A DHS panel created after an intruder jumped a fence into the White House in 2014 recommended that special agents protecting the president and vice president should spend 25 percent of their time on training.

However, when GAO first made this recommendation in 2019, it found that PPD and VPD special agents attended training for 5.9% and 2.9% of their regular work hours, respectively, in fiscal year 2018.

In 2021, the Secret Service set a goal that special agents assigned to the President and Vice President should spend approximately 12% of their time in training, a goal to be achieved in fiscal year 2025.

But in 2023, the protection agency pushed back this target date to 2027, saying it needed to secure funding for additional staff to provide more time for training.

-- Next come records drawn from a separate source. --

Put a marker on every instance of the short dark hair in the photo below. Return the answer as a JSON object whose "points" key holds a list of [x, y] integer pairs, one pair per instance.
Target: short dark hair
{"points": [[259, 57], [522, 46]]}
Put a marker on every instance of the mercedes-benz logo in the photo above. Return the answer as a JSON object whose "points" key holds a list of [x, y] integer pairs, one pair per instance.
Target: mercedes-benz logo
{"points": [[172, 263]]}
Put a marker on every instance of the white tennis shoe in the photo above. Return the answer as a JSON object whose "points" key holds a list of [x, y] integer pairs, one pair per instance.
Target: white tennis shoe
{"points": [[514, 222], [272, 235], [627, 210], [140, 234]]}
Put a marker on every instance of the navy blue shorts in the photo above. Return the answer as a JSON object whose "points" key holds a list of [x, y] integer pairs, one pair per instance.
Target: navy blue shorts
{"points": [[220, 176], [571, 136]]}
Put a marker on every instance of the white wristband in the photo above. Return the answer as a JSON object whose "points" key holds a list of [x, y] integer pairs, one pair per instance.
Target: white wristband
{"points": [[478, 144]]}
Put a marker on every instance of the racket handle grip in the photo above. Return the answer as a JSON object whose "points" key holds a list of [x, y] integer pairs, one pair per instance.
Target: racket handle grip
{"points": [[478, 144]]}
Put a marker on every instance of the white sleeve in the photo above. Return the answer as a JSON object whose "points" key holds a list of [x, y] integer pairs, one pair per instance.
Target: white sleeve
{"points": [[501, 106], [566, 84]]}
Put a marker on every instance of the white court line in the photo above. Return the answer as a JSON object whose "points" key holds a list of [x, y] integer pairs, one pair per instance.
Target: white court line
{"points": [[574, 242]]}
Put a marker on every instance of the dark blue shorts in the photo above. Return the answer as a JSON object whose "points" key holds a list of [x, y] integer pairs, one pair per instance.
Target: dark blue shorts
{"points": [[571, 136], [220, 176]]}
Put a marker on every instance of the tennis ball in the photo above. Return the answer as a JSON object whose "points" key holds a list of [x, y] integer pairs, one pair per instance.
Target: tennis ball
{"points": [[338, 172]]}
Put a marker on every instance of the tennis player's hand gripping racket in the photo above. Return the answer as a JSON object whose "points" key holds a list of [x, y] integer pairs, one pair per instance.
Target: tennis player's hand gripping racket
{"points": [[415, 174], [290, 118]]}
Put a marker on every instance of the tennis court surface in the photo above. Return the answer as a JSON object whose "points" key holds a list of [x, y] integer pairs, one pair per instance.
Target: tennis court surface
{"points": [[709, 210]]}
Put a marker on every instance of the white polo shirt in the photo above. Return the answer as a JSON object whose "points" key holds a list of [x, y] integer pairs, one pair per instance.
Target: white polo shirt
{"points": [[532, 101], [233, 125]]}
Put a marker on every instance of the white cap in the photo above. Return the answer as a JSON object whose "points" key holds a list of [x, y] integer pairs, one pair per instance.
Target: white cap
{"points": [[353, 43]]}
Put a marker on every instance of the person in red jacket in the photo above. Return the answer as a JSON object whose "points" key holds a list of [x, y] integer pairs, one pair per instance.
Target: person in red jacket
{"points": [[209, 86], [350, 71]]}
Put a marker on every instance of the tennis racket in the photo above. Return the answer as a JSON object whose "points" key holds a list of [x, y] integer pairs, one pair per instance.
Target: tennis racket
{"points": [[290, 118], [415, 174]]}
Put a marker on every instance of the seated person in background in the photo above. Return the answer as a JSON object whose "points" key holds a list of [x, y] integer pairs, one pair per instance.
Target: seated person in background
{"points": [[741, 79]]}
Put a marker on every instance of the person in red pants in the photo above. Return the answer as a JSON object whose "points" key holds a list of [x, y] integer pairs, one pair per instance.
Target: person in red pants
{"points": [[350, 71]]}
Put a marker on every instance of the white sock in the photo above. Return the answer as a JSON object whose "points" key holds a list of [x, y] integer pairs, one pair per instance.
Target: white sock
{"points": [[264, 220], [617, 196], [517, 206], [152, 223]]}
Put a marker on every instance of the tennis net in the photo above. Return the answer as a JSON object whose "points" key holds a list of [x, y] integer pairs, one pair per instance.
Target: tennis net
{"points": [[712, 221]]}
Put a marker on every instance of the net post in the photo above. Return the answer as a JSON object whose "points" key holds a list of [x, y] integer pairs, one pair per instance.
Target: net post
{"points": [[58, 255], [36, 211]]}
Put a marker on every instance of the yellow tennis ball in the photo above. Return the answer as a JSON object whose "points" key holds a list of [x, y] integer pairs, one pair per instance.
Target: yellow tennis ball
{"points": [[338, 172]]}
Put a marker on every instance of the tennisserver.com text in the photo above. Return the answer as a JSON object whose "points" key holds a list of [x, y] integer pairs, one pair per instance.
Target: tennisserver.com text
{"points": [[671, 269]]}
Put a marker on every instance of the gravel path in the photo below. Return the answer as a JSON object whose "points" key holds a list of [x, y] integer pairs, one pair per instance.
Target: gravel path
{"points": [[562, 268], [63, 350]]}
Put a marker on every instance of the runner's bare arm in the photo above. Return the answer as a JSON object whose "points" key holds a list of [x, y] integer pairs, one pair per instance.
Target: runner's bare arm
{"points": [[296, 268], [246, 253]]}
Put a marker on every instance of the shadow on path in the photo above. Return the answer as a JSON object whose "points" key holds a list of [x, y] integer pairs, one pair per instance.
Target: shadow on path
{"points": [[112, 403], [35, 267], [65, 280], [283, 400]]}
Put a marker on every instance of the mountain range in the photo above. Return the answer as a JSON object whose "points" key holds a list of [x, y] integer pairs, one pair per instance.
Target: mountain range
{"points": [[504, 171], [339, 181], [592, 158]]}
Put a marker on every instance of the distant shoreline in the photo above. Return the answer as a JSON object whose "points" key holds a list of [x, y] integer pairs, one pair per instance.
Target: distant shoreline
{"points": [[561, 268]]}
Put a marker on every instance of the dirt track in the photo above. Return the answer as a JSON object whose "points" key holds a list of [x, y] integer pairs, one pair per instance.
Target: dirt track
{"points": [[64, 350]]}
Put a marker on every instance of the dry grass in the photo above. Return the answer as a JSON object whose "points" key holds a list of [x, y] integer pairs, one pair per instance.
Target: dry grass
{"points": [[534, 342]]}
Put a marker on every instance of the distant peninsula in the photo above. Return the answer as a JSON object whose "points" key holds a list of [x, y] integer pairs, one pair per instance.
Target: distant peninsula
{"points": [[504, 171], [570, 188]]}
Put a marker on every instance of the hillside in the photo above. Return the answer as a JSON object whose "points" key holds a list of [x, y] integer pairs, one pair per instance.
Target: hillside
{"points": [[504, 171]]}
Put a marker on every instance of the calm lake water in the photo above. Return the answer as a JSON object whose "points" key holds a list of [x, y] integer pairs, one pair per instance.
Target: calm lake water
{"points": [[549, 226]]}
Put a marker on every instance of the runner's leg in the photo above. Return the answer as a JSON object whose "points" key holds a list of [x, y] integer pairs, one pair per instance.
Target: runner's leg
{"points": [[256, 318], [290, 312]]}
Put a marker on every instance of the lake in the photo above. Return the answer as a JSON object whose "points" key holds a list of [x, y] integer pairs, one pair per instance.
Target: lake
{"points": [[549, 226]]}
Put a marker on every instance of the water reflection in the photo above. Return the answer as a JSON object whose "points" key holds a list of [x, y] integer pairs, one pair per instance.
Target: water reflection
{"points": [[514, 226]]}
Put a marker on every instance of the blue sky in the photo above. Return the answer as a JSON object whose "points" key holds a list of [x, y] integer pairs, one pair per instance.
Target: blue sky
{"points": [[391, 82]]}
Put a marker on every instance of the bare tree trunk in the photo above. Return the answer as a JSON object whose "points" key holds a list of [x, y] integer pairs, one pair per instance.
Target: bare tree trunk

Matthew Noyes, director of cyber policy and strategy for the Secret Service’s Office of Investigations, said at the Aspen Security Forum in July that the agency has struggled to maintain staffing levels for a decade due to government-wide budget caps first implemented in 2013.

The Secret Service received $3.1 billion in fiscal year 2024, a 9% increase over the previous year.

Shortly after the attack, Secret Service Director Kimberly Cheatle resigned amid bipartisan criticism of her agency’s handling of the rally, where a gunman killed one attendee, injured two others and grazed Trump’s ear. Numerous congressional committees, a bipartisan House task force, the Department of Homeland Security’s inspector general and an independent commission of inquiry overseen by the department are investigating the Secret Service’s actions that day.

Other GAO recommendations on the open priorities list include that DHS and the Department of Health and Human Services should close gaps in information sharing to ensure that the Office of Refugee Resettlement receives the information necessary to make decisions for unaccompanied migrant children. Additionally, the department should work with the FBI to evaluate existing agreements on joint initiatives to combat domestic terrorist threats.

GAO found that DHS has implemented 16 recommendations on the priority list since June 2023. For example, FEMA took steps to assess how effectively its disaster response forces were deployed to meet mission needs on the ground, and DHS improved the way it serves families on the southwest border.